Una vez conquistada, los recovecos escondidos empiezan a hacerse evidentes y empieza la difícil tarea de aprender a manejar esta poco estética central de mando. El operario debe entonces entender la lógica de manejo según las conexiones, ser conciente de la cadena de acción/reacción que puede derivar bajar o no un switch, arreglar los cortocircuitos que puede producir un botón mal oprimido, convertirse un maestro del momento apropiado... y sobre todo, optimizar el rendimiento de las tareas propias de la central.
 
Todo este aprendizaje termina llevando a más preguntas que respuestas. La cueva de los misterios se profundiza cada vez más, y lo peor, es que cada cueva guarda sus propios misterios y no hay dos iguales. Hay cuevas en las que hay paisajes del otro mundo, cascadas, aves de oscuridad y baúles repletos de morrocotas, como en una de las películas de la Historia sin Fin. Pero otras, en efecto, están llenas de murciélagos, algunos muertos hace varios lustros y una que otra estalactita mortal.
 
Y ellos, nuestros machos victoriosos, no pierden el espíritu de la conquista ni mucho menos bajan la bandera. Admiro a todos aquellos que se animan a bajar a la cueva, esos son los verdaderos machos que merecen la venia.
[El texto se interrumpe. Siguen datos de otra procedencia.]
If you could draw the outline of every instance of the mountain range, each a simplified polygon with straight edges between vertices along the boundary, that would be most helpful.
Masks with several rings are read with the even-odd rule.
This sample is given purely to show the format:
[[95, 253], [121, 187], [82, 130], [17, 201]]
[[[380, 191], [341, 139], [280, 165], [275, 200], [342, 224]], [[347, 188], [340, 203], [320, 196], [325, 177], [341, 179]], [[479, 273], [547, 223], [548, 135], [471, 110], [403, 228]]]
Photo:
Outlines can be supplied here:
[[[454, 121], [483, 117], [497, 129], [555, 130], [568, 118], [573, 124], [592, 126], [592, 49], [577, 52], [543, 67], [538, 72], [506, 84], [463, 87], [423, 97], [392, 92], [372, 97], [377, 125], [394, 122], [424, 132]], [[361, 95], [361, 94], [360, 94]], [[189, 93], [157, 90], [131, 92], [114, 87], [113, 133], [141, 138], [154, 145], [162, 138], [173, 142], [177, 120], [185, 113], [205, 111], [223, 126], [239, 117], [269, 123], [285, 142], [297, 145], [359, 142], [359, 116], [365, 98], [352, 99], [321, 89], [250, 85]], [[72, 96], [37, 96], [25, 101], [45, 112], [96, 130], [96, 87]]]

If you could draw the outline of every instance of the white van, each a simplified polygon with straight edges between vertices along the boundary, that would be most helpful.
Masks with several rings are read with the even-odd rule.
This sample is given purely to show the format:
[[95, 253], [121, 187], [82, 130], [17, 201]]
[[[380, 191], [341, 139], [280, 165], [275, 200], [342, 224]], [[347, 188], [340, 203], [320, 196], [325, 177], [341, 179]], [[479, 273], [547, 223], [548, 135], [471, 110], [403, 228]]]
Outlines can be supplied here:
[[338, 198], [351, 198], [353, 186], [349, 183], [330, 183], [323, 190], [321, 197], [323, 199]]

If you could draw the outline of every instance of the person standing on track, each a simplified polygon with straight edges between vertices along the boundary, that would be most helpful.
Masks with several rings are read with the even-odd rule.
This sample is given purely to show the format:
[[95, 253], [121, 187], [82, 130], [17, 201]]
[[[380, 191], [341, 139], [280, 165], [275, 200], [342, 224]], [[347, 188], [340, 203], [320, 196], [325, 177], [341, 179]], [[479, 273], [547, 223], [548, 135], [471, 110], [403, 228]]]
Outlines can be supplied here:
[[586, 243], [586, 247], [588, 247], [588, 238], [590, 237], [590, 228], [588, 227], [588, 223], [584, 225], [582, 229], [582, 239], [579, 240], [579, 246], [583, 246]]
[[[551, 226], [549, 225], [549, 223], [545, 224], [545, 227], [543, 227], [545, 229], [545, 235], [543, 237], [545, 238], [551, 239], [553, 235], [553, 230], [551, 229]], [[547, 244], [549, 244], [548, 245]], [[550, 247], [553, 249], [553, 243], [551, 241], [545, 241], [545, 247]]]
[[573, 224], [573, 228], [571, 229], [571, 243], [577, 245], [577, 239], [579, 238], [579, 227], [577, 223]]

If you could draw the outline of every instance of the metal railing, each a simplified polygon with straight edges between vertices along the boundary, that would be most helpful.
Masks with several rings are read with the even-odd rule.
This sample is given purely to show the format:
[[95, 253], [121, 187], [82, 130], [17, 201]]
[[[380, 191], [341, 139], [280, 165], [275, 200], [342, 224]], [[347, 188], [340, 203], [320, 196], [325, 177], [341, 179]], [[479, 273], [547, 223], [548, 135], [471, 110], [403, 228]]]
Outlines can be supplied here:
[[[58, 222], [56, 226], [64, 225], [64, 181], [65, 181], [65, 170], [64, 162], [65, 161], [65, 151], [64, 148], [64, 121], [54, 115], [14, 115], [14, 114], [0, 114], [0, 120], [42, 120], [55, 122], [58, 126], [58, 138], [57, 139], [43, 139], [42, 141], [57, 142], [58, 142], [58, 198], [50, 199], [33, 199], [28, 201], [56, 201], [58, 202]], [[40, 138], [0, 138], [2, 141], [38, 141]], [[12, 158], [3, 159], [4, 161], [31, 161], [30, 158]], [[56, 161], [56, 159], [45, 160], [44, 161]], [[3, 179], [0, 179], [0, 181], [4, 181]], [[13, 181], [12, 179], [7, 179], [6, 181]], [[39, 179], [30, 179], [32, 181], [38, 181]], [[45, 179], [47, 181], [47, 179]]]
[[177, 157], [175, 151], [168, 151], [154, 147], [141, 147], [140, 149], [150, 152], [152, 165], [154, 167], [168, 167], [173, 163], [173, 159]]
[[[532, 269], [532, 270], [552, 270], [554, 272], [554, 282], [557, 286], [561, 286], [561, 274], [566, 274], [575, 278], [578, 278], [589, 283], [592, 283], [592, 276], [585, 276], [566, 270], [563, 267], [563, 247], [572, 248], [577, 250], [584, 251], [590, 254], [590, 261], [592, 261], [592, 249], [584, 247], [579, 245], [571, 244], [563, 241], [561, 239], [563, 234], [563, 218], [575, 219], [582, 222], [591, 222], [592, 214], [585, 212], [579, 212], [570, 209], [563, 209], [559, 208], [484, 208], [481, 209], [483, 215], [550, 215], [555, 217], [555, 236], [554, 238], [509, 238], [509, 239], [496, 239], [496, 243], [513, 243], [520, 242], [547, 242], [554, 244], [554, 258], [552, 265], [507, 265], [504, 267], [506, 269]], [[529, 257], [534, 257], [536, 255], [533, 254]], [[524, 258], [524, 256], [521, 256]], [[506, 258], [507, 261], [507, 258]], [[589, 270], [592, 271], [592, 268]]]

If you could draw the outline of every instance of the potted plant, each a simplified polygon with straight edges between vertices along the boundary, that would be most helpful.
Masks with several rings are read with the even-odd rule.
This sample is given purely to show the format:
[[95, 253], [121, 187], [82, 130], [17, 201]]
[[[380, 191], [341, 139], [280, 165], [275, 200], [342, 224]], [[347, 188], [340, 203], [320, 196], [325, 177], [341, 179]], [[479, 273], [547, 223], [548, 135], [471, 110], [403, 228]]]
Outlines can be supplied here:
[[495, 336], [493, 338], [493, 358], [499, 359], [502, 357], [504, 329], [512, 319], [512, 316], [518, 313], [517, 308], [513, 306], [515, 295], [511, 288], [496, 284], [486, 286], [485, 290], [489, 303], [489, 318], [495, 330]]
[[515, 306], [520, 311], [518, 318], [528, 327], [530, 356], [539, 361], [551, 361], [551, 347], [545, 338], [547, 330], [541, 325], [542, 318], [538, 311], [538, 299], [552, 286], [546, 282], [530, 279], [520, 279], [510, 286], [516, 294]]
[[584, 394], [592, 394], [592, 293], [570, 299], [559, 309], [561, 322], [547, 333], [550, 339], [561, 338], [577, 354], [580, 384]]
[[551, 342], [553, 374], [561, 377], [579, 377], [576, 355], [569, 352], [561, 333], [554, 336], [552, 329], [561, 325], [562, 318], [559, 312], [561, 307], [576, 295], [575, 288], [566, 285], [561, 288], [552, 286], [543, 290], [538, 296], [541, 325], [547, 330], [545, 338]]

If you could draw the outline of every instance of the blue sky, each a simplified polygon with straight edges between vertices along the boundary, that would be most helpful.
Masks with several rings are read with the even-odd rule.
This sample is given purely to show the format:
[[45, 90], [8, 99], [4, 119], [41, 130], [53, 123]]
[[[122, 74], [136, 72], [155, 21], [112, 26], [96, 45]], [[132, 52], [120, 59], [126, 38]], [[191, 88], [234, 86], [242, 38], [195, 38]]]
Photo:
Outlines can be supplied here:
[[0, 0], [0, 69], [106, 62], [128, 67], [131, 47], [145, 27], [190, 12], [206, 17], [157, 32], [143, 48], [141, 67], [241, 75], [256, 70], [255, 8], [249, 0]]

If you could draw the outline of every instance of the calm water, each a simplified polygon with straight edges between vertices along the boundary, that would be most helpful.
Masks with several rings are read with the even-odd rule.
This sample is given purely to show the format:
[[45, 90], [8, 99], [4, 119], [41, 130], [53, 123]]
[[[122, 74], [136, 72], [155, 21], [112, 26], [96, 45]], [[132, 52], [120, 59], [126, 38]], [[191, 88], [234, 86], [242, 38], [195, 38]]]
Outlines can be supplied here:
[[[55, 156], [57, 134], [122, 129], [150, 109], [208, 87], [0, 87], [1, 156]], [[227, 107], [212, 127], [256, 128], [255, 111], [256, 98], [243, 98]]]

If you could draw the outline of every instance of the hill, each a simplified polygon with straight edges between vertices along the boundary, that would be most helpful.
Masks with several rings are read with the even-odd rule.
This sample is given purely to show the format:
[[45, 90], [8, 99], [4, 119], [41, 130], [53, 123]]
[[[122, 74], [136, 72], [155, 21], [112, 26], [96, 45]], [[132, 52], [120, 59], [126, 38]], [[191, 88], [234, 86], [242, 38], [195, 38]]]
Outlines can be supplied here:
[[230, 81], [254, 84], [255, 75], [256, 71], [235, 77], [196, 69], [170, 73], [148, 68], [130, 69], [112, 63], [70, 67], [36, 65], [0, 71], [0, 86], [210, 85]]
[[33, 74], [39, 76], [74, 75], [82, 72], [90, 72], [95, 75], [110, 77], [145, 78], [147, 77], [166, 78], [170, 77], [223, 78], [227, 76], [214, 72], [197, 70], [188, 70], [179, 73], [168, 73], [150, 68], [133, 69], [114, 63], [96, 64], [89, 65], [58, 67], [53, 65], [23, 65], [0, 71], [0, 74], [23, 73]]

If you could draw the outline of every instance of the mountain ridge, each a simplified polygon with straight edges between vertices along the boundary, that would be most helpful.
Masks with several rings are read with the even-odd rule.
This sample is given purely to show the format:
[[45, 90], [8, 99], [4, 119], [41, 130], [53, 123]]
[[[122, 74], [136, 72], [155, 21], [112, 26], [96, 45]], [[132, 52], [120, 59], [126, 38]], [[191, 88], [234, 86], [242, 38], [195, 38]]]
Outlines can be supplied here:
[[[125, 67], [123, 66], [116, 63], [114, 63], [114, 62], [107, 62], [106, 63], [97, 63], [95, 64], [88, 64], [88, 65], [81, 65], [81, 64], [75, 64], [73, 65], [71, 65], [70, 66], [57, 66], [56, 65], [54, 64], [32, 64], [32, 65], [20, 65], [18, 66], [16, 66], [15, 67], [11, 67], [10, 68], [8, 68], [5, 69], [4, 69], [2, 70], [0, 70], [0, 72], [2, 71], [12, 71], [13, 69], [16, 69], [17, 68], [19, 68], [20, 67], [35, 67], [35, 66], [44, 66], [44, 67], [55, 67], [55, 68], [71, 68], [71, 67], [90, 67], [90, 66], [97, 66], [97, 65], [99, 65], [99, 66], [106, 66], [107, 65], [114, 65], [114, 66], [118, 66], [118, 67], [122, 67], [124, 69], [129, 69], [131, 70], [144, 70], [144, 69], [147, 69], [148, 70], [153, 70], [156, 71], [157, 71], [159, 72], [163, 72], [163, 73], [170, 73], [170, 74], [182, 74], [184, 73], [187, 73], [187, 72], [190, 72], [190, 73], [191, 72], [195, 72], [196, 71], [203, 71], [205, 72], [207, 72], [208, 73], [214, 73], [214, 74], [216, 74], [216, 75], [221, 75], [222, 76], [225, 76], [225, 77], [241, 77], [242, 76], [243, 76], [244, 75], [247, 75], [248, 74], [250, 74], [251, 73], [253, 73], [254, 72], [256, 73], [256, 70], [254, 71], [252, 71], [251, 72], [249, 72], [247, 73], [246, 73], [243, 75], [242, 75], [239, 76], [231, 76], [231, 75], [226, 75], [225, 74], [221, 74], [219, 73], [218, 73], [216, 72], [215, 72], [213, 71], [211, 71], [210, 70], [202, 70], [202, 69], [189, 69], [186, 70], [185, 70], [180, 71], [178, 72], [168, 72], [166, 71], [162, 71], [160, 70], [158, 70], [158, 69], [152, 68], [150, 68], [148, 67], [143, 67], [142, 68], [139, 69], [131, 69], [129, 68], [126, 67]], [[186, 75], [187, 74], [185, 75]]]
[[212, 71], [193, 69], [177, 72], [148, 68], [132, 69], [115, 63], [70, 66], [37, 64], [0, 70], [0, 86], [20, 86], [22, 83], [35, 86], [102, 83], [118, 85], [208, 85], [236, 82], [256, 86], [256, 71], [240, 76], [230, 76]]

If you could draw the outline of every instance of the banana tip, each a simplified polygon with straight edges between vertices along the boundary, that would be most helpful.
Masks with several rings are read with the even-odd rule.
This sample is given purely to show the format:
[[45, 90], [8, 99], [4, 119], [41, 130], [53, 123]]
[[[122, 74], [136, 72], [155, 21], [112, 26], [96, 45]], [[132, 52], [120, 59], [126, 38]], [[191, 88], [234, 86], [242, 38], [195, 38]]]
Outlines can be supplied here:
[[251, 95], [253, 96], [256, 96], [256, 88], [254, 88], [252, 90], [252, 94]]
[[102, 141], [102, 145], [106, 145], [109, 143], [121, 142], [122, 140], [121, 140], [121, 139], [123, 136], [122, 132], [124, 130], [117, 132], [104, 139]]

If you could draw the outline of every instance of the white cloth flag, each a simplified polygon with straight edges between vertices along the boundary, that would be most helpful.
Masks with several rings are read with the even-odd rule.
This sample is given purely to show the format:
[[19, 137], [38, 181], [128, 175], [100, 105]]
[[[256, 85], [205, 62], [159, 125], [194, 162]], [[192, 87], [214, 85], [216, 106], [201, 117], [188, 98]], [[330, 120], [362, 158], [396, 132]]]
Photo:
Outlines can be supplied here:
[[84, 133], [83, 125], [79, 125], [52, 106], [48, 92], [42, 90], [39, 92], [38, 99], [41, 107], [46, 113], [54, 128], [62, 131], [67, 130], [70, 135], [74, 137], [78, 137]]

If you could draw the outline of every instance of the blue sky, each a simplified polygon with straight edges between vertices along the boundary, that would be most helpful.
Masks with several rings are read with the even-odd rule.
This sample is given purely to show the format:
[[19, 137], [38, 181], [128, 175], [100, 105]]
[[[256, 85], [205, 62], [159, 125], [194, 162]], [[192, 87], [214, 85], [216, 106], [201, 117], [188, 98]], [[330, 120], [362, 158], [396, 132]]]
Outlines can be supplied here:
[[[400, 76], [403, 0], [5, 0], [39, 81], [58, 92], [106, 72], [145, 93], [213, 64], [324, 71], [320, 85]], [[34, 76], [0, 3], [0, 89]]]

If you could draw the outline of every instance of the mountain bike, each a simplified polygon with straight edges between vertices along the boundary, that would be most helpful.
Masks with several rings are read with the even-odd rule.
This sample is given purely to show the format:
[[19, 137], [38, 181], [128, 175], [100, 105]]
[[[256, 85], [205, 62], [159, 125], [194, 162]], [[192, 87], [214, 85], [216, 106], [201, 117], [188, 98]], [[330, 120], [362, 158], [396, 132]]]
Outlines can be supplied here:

Si a uno le cuesta trabajo jugar oralmente con el adminículo del chico que está a la vista y sin sorpresas, ¿cómo será para ellos, que aunque saben cómo luce nunca pueden imaginarse con qué se encontrarán?
 
Sólo esperamos que ellos, nuestros machos victoriosos, no se vengan a dar por vencidos después de centurias de exploraciones en el pozo sur. Y que aquellos que han encontrado o no el cáliz por allá abajo, continúen su tarea exploratoria de la oscura y húmeda cueva de los misterios.